49400 - Epistle to the future
N. Lygeros
Translated from the Greek by Vicky Baklesi
Salvatore: I don’t know how things will be in the deep future but I would like you to know that I am thinking about you even now in the most difficult phase of the pandemic. The black plague reaps our people as if their lives were ears of grain. There is nothing that can resist this destruction. But people remain united in the Salutary Year 1350 while we are resisting for three years. Surely they haven’t read Dante’s Comedy but I want to tell you that this helped me because I understood that after hell comes paradise, not that I am afraid to die, since that is how everybody ends but I want to survive the pandemics so that others like yourself who live in the future also know that there were people who lived beside the black plague and survived thanks to the robustness of Mankind. Barbarity will not win and you know why, I will tell you…Time. Today a woman told me that in Venice, habitants on both sides of the Grand Canal decided to play with their mandolins and guitars so the ones listen to the others. At the same time they strolled in the sidewalks and they were heard from window by other people who were living this strange quarantine since nobody was counting the days. Because they thought it didn’t matter. While every day was a gift which you have to take if you want to really live and not only exist. Time. And those people who played music that day lived together because they shared humanity. The instruments managed to cross the Grand Canal while the bridges are forbidden.

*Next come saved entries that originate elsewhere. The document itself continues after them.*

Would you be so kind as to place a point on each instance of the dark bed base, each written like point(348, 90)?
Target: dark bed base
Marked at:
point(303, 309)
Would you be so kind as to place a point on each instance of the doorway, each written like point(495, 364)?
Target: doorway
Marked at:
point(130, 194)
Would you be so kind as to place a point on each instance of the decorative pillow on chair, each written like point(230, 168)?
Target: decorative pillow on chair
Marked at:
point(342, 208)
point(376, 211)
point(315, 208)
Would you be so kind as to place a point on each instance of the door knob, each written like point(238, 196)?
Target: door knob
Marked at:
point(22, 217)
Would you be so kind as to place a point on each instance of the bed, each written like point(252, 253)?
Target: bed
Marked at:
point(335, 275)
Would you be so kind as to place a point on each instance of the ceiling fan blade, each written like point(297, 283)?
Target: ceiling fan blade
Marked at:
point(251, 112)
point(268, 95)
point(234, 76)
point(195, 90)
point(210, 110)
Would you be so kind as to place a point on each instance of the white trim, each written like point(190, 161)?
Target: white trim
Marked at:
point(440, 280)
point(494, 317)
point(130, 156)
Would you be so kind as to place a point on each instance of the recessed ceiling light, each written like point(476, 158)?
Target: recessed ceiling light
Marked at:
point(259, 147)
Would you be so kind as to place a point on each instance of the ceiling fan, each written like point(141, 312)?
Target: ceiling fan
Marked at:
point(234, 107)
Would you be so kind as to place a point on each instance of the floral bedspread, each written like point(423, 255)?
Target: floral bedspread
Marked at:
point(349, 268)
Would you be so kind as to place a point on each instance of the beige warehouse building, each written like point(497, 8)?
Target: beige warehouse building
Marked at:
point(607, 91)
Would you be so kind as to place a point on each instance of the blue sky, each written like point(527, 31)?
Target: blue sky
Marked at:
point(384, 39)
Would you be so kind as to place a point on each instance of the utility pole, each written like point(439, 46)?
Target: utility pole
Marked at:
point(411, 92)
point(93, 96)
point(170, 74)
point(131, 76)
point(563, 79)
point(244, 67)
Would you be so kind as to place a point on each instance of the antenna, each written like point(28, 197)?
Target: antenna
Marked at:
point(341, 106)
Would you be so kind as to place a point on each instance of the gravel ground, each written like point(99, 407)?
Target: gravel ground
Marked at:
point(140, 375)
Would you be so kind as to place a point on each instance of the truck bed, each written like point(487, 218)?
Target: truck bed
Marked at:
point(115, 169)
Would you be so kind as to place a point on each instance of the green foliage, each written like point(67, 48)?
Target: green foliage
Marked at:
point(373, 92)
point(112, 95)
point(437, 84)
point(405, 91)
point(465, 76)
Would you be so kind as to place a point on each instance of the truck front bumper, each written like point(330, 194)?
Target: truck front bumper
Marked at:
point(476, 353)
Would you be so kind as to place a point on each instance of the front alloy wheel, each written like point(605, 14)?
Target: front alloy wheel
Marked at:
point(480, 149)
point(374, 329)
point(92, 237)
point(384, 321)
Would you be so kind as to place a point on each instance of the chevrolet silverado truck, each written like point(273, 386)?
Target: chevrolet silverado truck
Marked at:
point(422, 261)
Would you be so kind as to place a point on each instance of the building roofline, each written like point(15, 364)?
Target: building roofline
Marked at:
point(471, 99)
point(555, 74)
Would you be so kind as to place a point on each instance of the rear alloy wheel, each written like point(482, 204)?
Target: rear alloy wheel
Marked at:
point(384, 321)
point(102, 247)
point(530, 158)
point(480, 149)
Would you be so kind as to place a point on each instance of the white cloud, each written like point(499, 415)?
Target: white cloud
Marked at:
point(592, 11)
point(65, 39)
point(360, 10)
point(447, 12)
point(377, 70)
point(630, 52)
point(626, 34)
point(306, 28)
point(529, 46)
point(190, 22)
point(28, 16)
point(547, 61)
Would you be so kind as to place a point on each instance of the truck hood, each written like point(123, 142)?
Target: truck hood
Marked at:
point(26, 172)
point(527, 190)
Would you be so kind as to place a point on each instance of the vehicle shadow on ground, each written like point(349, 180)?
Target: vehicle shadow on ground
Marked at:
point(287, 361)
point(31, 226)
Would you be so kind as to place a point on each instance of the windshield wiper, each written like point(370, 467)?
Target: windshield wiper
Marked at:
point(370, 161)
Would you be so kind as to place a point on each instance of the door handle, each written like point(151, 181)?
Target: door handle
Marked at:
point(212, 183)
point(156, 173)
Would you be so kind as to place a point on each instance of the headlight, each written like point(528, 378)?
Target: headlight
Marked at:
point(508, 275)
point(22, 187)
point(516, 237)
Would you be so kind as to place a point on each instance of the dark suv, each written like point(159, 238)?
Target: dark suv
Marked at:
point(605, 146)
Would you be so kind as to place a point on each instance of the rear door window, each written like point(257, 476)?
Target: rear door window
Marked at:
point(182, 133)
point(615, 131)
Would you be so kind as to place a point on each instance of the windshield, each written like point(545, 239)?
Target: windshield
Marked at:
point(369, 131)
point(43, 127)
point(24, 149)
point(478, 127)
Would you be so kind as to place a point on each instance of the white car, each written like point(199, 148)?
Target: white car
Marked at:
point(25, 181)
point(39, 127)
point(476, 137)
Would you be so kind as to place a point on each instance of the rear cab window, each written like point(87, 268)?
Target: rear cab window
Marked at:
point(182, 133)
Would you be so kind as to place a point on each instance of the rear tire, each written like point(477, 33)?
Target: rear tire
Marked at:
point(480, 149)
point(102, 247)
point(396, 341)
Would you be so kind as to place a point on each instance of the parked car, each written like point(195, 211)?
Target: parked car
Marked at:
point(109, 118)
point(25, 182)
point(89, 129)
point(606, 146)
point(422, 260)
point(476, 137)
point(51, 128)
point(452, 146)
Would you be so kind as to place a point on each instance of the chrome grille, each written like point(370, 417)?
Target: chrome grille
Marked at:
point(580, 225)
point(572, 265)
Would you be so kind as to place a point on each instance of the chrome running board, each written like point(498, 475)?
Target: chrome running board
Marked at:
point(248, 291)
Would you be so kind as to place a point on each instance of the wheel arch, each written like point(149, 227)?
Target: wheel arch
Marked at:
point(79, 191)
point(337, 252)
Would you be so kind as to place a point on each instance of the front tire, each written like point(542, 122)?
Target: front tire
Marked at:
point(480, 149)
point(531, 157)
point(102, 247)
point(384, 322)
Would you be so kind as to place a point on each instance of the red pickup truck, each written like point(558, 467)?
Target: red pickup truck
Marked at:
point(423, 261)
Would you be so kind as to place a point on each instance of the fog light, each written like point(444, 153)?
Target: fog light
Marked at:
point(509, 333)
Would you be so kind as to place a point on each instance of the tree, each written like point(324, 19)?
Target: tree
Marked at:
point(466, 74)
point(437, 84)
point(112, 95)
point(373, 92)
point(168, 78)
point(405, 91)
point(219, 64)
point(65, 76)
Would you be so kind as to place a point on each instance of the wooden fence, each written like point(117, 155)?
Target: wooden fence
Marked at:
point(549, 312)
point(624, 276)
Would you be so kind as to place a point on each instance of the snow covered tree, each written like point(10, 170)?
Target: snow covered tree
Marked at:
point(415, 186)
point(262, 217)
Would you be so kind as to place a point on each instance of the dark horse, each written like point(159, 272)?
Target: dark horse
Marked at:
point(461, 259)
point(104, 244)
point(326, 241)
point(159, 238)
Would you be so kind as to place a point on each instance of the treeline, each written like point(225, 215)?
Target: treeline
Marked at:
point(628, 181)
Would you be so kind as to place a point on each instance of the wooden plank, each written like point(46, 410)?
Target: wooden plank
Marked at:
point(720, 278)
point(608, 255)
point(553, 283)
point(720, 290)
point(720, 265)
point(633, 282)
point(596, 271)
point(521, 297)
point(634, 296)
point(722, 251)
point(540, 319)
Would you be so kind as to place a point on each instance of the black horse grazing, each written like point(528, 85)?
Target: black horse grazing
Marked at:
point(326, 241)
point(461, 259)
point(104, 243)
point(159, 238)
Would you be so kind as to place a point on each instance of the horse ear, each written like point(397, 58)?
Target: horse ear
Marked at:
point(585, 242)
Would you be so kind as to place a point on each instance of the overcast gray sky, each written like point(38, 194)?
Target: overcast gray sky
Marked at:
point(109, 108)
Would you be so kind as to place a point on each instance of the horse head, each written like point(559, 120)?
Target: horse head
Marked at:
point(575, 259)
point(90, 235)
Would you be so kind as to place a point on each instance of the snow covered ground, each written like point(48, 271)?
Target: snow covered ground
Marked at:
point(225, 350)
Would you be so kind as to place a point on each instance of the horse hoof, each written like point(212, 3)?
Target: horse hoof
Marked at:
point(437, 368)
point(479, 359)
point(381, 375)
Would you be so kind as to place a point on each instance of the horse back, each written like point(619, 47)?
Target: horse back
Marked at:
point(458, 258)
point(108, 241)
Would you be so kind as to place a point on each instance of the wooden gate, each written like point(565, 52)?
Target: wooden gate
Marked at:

If I wrote to you about this fact, it is so that it won’t be forgotten. Because even if we die, besides after so many centuries this will have happened to our people. I wrote this phrase but I thought it over. I am indeed making a mistake because even you belong to our people even if we never met up close, I feel you with me, I know that you too are thinking of us even if we are centuries apart. We too seem like those Venetians and our Grand Canal is Time, so even if they have forbidden us the bridges, I want you to listen to the music, because I am sure that you also play an instrument even if it doesn’t exist yet. This is what I finally want to say to you, especially if you too are living a pandemic. I want with my notes, for you to not forget that we survived and that barbarity didn’t succeed, it didn’t manage to annihilate us as black as it may had been. But I want you also to remember that I was thinking of you so that I would be with you in time of need.